We enter, treading on bark and wood chippings to take our seats, walking through a dark and damp wood, weaving past tall, spindling tree trunks. Naomi Dawson’s set design is eerie and immersive, like something from a dystopian fairy tale. Centre stage is a cabin, rusted and rotting, and draped in battered tarpaulin. A Woman (Lesley Sharp) is tending to a Boy (Finn Bennett), shivering in the foetal position. The lights go down, and illuminated above the woods is a kitchen scene. Sterile and all white, it’s reminiscent of a laboratory, with its great glass panels allowing us to observe the whole scene. There are a few signs of domestic life, some cereal boxes, toys strewn about, tea towels – and a red glowing baby monitor, with crackled cries streaming out of it.
It becomes clear that either of the locations must be a figment of someone’s imagination.
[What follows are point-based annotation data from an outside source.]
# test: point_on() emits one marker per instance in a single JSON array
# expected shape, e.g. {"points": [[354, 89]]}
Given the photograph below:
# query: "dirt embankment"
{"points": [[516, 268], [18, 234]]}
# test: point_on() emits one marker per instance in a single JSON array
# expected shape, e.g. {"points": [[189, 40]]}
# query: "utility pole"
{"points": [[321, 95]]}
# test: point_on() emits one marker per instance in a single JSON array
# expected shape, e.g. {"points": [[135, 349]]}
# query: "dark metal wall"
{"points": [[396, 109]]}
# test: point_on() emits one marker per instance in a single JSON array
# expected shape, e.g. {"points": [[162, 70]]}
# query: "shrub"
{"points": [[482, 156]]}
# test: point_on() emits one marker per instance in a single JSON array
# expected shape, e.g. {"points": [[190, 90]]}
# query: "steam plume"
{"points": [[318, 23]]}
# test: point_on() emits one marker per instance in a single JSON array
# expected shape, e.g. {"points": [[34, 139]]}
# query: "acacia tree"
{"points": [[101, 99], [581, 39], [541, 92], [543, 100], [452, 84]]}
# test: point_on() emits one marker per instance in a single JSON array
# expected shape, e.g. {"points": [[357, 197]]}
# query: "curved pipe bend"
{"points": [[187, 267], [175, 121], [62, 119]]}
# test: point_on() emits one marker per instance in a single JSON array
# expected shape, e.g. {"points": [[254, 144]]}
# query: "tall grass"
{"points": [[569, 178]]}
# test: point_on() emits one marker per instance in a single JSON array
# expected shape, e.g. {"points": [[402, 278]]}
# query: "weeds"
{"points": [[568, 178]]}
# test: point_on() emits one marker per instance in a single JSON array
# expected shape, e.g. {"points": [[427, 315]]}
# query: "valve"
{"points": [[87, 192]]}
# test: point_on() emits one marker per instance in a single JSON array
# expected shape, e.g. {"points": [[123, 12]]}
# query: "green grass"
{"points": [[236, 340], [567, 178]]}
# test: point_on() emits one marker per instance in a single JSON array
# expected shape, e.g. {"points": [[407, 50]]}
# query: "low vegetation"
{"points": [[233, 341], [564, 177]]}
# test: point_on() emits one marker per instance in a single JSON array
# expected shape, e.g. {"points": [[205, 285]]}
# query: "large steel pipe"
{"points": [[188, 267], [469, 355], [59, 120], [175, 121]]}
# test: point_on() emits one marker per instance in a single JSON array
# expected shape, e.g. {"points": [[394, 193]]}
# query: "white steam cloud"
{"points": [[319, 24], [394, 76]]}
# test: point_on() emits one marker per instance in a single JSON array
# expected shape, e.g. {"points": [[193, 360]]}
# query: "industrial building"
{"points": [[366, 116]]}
The kitchen as a memory, perhaps, or the woods as a metaphor for the mind, a dark and difficult landscape to navigate at the best of times, not least postpartum. As Sharp, in a thin, pale dress, potters about collecting firewood for the boy, mumbling in a deep Southern accent, we’re left trying to work the whole thing out. Where are we? Who is the Woman? Who is the Boy? A ghost? Real? Alive only in the Woman’s mind? The baby heard wailing on the monitor? It remains a mystery. The introduction of the Wolf (Tom Mothersdale), fails to bring any clarity. Dressed in a canary-yellow tracksuit, with wild hair and white loafers, he stalks the woods and watches the Woman, occasionally popping in to torment her.
Appearing in various costumes and with a multitude of accents to match, Mothersdale’s Wolf is genuinely chilling. He’s suave and cunning, but also has moments of extreme vulnerability and need, which when combined make him even more terrifying. He is entirely unpredictable, and seemingly inescapable. It appears he too lives in the woods, but when the Woman tries to leave with the Boy, he follows her. What does he want? Who is he? These questions also go largely unanswered, but it seems as though he exists in the same realm as the woods itself, and since the Woman can’t find a way out, that perhaps the woods are inside her.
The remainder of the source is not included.